European Stocks Fail to Keep Gains on Growth Concern; BHP Drops
By Sarah Thompson
Sept. 25 (Bloomberg) -- European stocks failed to sustain
gains after a U.S. industry report showed sales of previously
owned homes fell last month to the lowest since 2004.
Ericsson AB and BHP Billiton led a retreat in technology
and mining companies, among the most sensitive to changes in
economic growth.
``There are concerns that a downturn in the U.S. housing
market could hit consumer spending and sentiment leading to a
deterioration in corporate profits,'' said Richard Scott, who
helps oversee $922 million at Iimia Investment Group Plc in
Exeter, England.
The Dow Jones Stoxx 600 Index was little changed, losing
less than 0.1 percent to 334.9, after earlier rising as much as
0.6 percent. The Stoxx 50 also slid less than 0.1 percent, and
the Euro Stoxx 50, a measure for the 12 nations sharing the
euro, gained 0.3 percent.
Stocks rose earlier after oil dropped below $60 a barrel
and UCB SA, a Belgian drugmaker, announced the third takeover in
the pharmaceutical industry in a week.
Ryanair Holdings Plc and Volkswagen AG paced gains in
airline and auto stocks. France Telecom SA led phone companies
higher after Credit Suisse Group recommended investors increase
holdings in the industry.
``European markets are being helped higher by lower oil
prices,'' said James Crocker, who helps oversee $222 million at
Merchant Securities in London. ``The level of merger-and-
acquisition activity shows there's still value to be had.''
Home Sales Drop
Purchases of existing homes declined 0.5 percent last month
to an annual rate of 6.3 million, from 6.33 million in July, the
National Association of Realtors said today in Washington.
Resales were expected to drop to an annual rate of 6.2 million,
according to a Bloomberg News survey of economists.
Equities tumbled on Sept. 22 after the Federal Reserve Bank
of Philadelphia said its economic index unexpectedly shrank and
the Conference Board's index of leading indicators showed an
economic slump may extend into next year.
National benchmarks fell today in 11 of the 18 western
European markets. Germany's DAX added 0.3 percent, and France's
CAC 40 gained 0.1 percent. The U.K.'s FTSE 100 Index slid 0.4
percent, led lower by oil and mining stocks.
Stocks have rebounded this quarter from the worst decline
in a three-year bull market as companies announced takeovers,
earnings beat analysts' estimates and the U.S. stopped raising
interest rates. The Stoxx 600 has gained 4.5 percent in the
quarter, after losing 4.1 percent in the previous three months.
Tech, Mining Stocks
Ericsson, the world's largest maker of wireless networks,
slid 1.4 percent to 25.05 Swedish kronor today. ARM Holdings
Plc, a semiconductor designer whose products are used in mobile
phones, dropped 2.2 percent to 111.75 pence.
Shares of BHP, the world's largest mining company, dropped
3.8 percent to 853 pence, and Anglo American Plc, the second-
biggest, lost 3.5 percent to 2,060 pence.

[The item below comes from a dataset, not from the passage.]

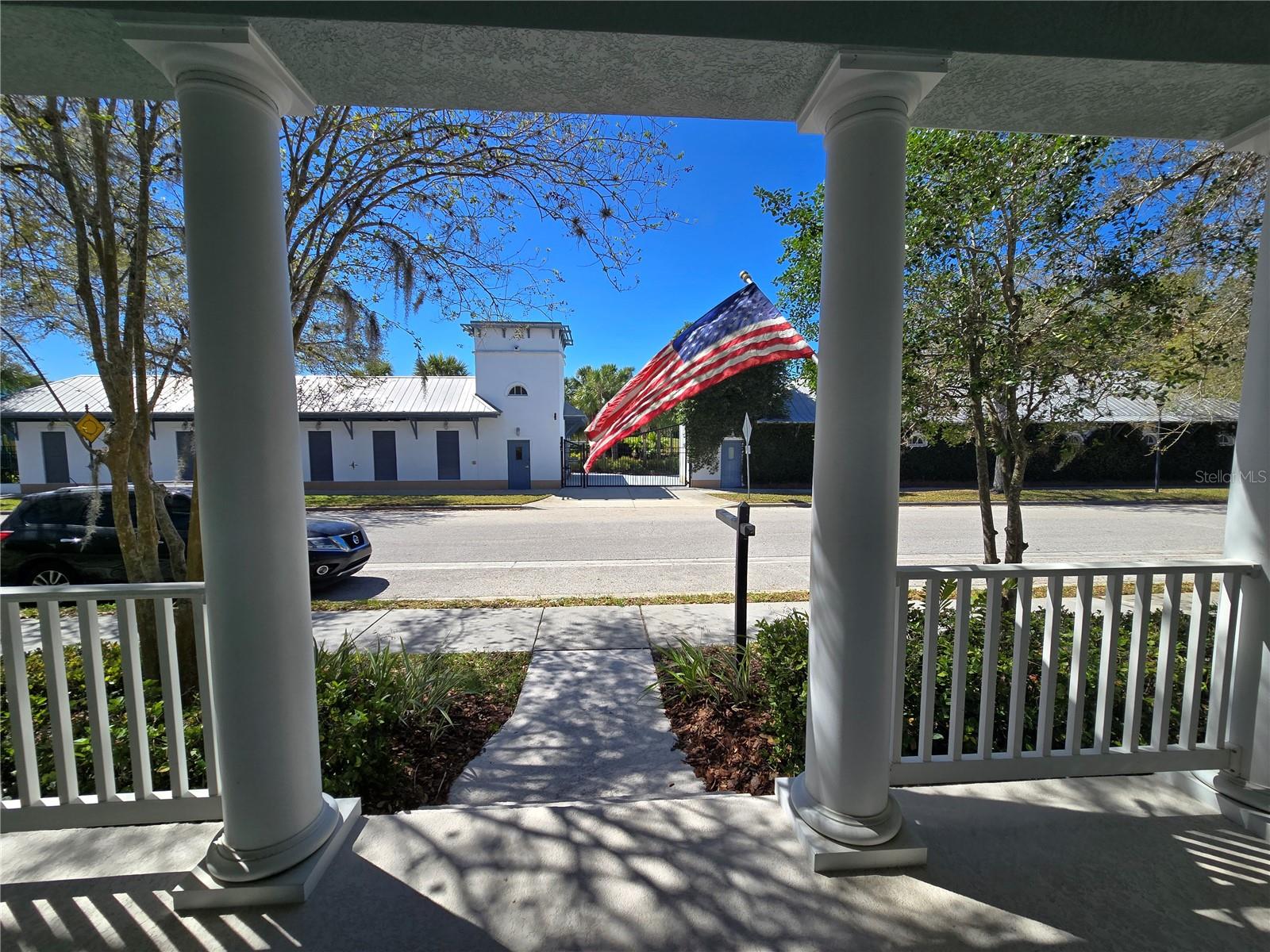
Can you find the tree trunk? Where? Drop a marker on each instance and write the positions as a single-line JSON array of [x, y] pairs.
[[999, 476], [1015, 545], [987, 518]]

Copper declined the most in a week after the home sales
report. The metal for delivery in three months fell $125, or 1.7
percent, to $7,420 a metric ton in London.
Crude oil dipped to its lowest in six months after Iran's
President Mahmoud Ahmadinejad said his country may consider
discussions on its nuclear program, easing concerns that supply
will be disrupted.
Airlines, Auto Stocks
Ryanair, Europe's biggest discount airline, jumped 3.7
percent to 8.44 euros. Volkswagen, the region's largest carmaker,
rose 1.1 percent to 66.02 euros, and PSA Peugeot Citroen, its No.
2 auto producer, advanced 1.3 percent to 43.04 euros.
Energy makes up 30 percent of total costs for airlines,
according to analysts at Credit Suisse. Higher fuel costs also
discourage demand for new cars.
The drop in crude prices dragged energy stocks lower. Oil
and mining stocks are the worst-performing groups this quarter
among the 18 industries in the Stoxx 600. Oil has fallen by more
than a fifth from a record $78.40 on July 14, and copper has
lost 16 percent since its record in mid-May.
BP Plc, Europe's second-largest oil company by market
capitalization, lost 1.8 percent to 563.5 pence, and Statoil
ASA, Norway's biggest oil company, slid 4.5 percent to 148
kroner.
Schwarz Pharma AG, the first company to introduce a generic
version of AstraZeneca Plc's ulcer drug Prilosec, surged 17
percent to 88.25 euros. UCB agreed to buy Germany's Schwarz
Pharma for 4.4 billion euros ($5.6 billion) in cash and shares.
UCB slipped 0.1 percent to 47 euros.
Record Year
So far this year, a record $1.17 trillion has been spent on
European takeovers, compared with $762 billion for the same
period last year. About $51.2 billion has been spent on bids
involving European pharmaceutical companies, compared with $27.6
billion in the same period last year.
ProSiebenSat.1 Media AG climbed 3.2 percent to 21.40 euros.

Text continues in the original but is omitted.